Elle s’assit près de lui et parut le revoir avec émotion. Toutes les femmes ont du cœur. On ne le dit pas assez. Valentine, si âpre dans sa carrière, comme on le saura, fut touchée de retrouver l’un de ses premiers amants. Elle lui parla d’un ton affectueux et ne se retira que lorsqu’il eut promis de revenir de temps à autre chez elle.

Car elle était chez elle, ici, Ernest l’expliqua. Il servait, en somme, d’intendant à sa sœur. Il faisait les courses, exécutait les ordres, s’acquittait des transactions. Oh ! il ne se plaignait pas, le métier en valait la peine…

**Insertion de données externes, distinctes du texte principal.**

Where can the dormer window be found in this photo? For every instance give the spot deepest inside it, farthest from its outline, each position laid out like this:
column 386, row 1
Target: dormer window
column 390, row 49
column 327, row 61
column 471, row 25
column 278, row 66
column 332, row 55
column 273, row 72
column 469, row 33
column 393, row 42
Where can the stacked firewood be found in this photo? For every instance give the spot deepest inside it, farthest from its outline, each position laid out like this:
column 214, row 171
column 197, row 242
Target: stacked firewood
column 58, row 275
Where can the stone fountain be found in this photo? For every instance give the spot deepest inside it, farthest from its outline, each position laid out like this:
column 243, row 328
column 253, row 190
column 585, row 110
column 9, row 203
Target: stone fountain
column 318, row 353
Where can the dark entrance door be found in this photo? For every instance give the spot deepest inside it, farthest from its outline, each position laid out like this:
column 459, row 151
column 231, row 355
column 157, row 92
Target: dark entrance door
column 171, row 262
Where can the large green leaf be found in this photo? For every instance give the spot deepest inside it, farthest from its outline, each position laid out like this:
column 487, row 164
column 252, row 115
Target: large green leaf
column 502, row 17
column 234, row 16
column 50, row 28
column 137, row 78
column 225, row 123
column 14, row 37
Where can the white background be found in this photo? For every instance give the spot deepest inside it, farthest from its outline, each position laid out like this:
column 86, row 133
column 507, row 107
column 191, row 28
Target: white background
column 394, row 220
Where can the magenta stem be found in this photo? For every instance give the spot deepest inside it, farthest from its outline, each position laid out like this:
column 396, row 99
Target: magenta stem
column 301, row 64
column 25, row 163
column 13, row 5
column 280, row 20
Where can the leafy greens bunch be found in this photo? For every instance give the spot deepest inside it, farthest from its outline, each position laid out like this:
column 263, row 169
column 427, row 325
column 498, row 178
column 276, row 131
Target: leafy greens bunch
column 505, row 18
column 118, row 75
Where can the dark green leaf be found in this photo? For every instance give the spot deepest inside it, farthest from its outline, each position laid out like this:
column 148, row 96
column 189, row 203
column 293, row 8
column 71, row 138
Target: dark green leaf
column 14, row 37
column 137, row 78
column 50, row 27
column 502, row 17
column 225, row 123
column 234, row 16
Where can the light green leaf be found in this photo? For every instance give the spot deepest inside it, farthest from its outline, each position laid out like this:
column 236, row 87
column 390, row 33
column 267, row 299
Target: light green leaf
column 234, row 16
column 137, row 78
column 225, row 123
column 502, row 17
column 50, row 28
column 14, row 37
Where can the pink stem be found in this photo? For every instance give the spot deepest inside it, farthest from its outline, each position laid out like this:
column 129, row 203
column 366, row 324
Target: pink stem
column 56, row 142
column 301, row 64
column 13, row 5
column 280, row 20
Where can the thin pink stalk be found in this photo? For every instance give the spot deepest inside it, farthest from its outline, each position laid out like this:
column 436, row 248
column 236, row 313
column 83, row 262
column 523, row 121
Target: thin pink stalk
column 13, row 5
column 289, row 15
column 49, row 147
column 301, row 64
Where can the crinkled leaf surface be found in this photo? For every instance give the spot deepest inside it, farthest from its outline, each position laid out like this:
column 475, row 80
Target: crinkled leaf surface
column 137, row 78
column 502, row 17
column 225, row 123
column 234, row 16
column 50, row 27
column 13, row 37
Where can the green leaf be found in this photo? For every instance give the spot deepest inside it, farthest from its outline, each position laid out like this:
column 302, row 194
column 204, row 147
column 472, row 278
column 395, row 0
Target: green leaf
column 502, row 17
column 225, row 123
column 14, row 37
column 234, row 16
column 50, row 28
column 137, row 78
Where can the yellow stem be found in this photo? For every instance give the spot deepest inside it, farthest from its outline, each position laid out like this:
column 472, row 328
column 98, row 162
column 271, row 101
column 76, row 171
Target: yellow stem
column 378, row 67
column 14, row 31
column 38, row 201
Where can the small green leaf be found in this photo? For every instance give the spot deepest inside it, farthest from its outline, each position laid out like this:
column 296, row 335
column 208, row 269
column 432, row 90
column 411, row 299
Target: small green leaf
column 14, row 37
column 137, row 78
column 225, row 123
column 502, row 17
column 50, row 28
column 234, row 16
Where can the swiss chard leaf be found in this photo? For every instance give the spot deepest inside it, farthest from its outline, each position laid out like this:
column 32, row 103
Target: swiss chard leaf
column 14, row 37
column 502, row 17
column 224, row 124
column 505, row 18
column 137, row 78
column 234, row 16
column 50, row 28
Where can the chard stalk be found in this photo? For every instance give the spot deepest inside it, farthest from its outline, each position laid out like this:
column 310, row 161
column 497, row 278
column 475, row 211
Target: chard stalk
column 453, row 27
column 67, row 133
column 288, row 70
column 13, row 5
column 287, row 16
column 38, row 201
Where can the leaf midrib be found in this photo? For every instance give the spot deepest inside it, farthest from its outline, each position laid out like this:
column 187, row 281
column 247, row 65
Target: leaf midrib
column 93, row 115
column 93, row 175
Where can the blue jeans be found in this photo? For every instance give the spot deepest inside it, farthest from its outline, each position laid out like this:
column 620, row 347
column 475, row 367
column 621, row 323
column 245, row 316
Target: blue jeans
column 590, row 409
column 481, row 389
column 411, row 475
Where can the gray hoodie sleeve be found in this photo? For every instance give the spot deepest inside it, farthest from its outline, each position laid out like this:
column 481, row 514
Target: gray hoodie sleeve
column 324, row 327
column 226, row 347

Il racontait franchement, et même avec un peu d’orgueil, comment Valentine et lui, non sans peine, étaient parvenus si haut. Ernest se flattait d’y avoir utilement concouru, en dirigeant bien sa cadette. Sans lui, elle serait encore la petite pierreuse de rien du tout, qui, à dix-sept ans, arpentait déjà les trottoirs suburbains, pour un profit médiocre. Il n’avait jamais souffert que sa sœur eût d’autre soutien et conseiller que lui. Il la contraignit à faire des économies jusqu’au moment où elle put se nipper avec assez d’éclat pour fréquenter les maisons de rendez-vous les plus huppées. Ce n’était pas mauvais, surtout en 1918, avec les Américains. Mais la fortune ne vint qu’après l’armistice, quand Valentine se lança dans les milieux d’affaires et même de politique. Elle dédaigna, dès lors, de vendre ses nuits à prix fixe. Elle les donna, mais en choisissant supérieurement ses bénéficiaires. Au lit, avant l’étreinte, elle exigeait, selon les cas, un bon avis : — Pouvait-on compter, par exemple, sur la baisse du franc, et râfler des livres, des dollars ? Ou bien elle se faisait donner la préférence pour des achats de stocks avantageux, des promesses d’adjudications pour les régions dévastées. Ernest ensuite, s’occupait des dollars, rétrocédait les stocks sans les avoir vus, repassait les commandes moyennant commission.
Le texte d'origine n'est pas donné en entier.